Hey there, time traveller!
This article was published 16/3/2016 (1282 days ago), so information in it may no longer be current.
The moment we are born, our lives take flight; and the longer we are airborne, the greater the chance of encountering turbulence along the way. While every flight is destined to land, some landings are harder to contemplate than others.
The parliamentary committee tasked with advising the federal government on how to roll out physician-hastened death must have struggled with the prospect of dying with dementia. Their advice to lawmakers was anyone with a condition likely to cause a loss of competence should be able to complete an advance directive any time after their diagnosis, directing that they should be euthanized.
This recommendation goes well beyond anything the Supreme Court of Canada intended.
The court stipulated physician-hastened death must only be considered for competent adults, in the circumstances of their current condition. The idea that Canada would make it lawful for people to consider a future version of themselves unacceptable and sign off on a euthanasia order was not something the court contemplated. After all, in any assisted-dying regime, a competent patient is free to change their mind or express their ambivalence by withdrawing a request or postponing an assisted death. To permit an assisted death to proceed on the basis of an advance directive effectively denies this protection to persons who are no longer capable of making or expressing health-care decisions.
That is a risky proposition.
Research shows people are not very good at predicting what they would want and what they might need and feel in circumstances they have not yet confronted. The farther removed those circumstances are from today’s reality, the more difficult it is to imagine the response.
Case in point: the Oregon Death With Dignity Act, allowing for assisted suicide for patients with less than six months to live, was supported on a referendum ballot by the majority of Oregonians. And yet, less than half of one per cent of deaths in Oregon are accounted for by physician-assisted suicide. Clearly, what people think they might want, and what they end up wanting due to the circumstances of their condition, are simply not the same.
So why did the Canadian committee go as far as it did?
Fear is seldom a reliable guide to good social policy. But like most of us, parliamentary committee members must have found the prospect of turning into an altered version of their former selves terrifying. They likely did not appreciate that dementia is a progressive terminal illness; the seventh-leading cause of death in Canada. They probably did not appreciate the suffering they imagined was due to lack of adequate or appropriate end-of-life care these patients receive — despite ample evidence that the symptom burden can be comparable to cancer. Patients with dementia are less likely to be referred for palliative care, have family caregiver involvement in decision-making or receive palliative medication, including pain medication.

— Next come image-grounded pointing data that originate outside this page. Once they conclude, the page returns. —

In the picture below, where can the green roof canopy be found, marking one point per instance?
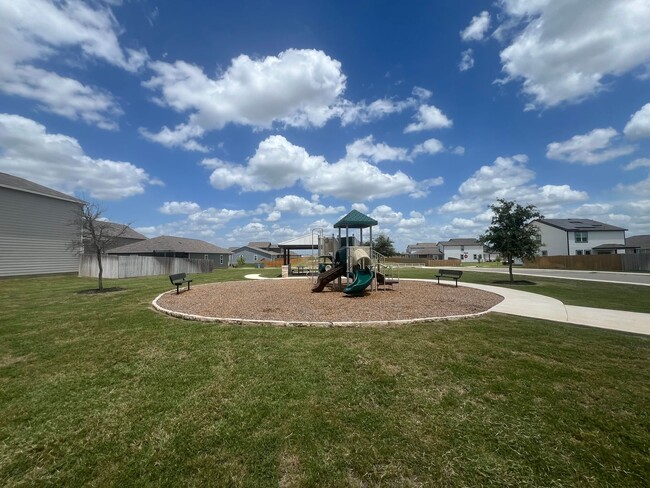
(355, 220)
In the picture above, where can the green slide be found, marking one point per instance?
(362, 279)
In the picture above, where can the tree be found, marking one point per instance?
(384, 245)
(98, 235)
(512, 232)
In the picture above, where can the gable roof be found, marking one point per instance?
(20, 184)
(260, 244)
(113, 228)
(170, 244)
(642, 242)
(571, 225)
(256, 250)
(356, 220)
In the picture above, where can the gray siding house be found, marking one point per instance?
(126, 236)
(176, 247)
(35, 229)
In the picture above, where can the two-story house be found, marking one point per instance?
(579, 237)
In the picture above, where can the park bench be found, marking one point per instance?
(449, 273)
(178, 280)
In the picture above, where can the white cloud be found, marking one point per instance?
(637, 163)
(59, 162)
(591, 148)
(430, 146)
(375, 152)
(466, 60)
(428, 117)
(183, 136)
(276, 164)
(509, 178)
(175, 208)
(279, 164)
(33, 31)
(563, 51)
(477, 28)
(361, 112)
(299, 205)
(639, 125)
(361, 207)
(414, 221)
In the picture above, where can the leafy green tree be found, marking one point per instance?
(98, 235)
(384, 245)
(512, 232)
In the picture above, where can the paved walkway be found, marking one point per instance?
(537, 306)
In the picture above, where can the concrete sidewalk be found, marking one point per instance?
(537, 306)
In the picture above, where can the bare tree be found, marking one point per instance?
(98, 235)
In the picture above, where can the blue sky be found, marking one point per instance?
(259, 120)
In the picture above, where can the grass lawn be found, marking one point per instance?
(100, 390)
(615, 296)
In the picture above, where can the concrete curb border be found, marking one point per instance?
(296, 323)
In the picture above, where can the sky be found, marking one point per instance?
(239, 121)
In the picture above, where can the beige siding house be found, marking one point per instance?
(35, 229)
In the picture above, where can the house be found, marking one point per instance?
(252, 254)
(578, 237)
(40, 230)
(467, 249)
(424, 250)
(125, 235)
(176, 247)
(638, 244)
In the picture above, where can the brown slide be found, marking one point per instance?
(328, 276)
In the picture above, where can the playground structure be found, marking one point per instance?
(346, 258)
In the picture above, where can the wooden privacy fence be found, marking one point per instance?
(423, 262)
(594, 262)
(132, 266)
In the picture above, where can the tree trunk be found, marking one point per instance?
(101, 270)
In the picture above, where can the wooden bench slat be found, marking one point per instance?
(178, 279)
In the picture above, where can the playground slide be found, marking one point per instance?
(328, 276)
(362, 279)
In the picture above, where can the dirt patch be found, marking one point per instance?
(293, 301)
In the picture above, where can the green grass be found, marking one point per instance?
(100, 390)
(615, 296)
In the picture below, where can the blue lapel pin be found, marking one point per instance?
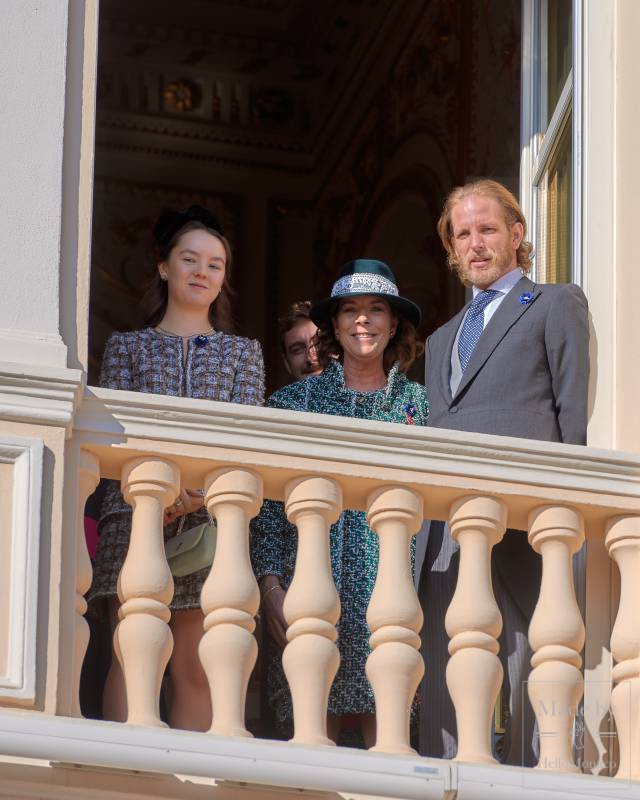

Dutch legislators included a euthanasia advance-directive provision for patients anticipating a cognitive decline. While their rationale likely mirrored the Canadian parliamentary committee, the idea has turned out to be completely untenable. Despite requests occasionally being made, they are rarely adhered to.
In the vast majority of instances, physicians find it "inconceivable" to comply with the requests, given the patient with dementia has become a psychologically different person than the one who made the original request; physicians are no longer able to determine the patient’s current wishes, feel the patient is not suffering or believe that they no longer want to die. While family members were supportive of not including life-prolonging treatment, they asked that the euthanasia advance directive not be followed because of uncertainty about the person’s current wishes, not being ready for the person to die or not sensing that the person is suffering.
As for planning a good death with dementia, end-of-life discussions need to start sooner rather than later. Patients must have the opportunity to express their wishes and preferences for care. Their pain and symptoms need to be well-managed. Advanced-care planning can ensure unwanted treatments, which may prolong the length of life without sustaining or improving the quality of life, are not imposed. Such planning can also reduce the likelihood of unnecessary hospitalizations and increase the chances of dying where people choose.
There is good data to demonstrate that compassion, a gentle touch, respect, and patience can benefit even those patients with moderate to severe dementia. Granted, this approach is not the quick and efficient landing the parliamentary committee members may have had in mind. But for now, it is the very best we can do.
Dr. Harvey Max Chochinov, a distinguished professor of psychiatry at the University of Manitoba, holds the only Canada research chair in palliative care. He was the former chairman of the federal government’s external panel for options to Carter v. Canada.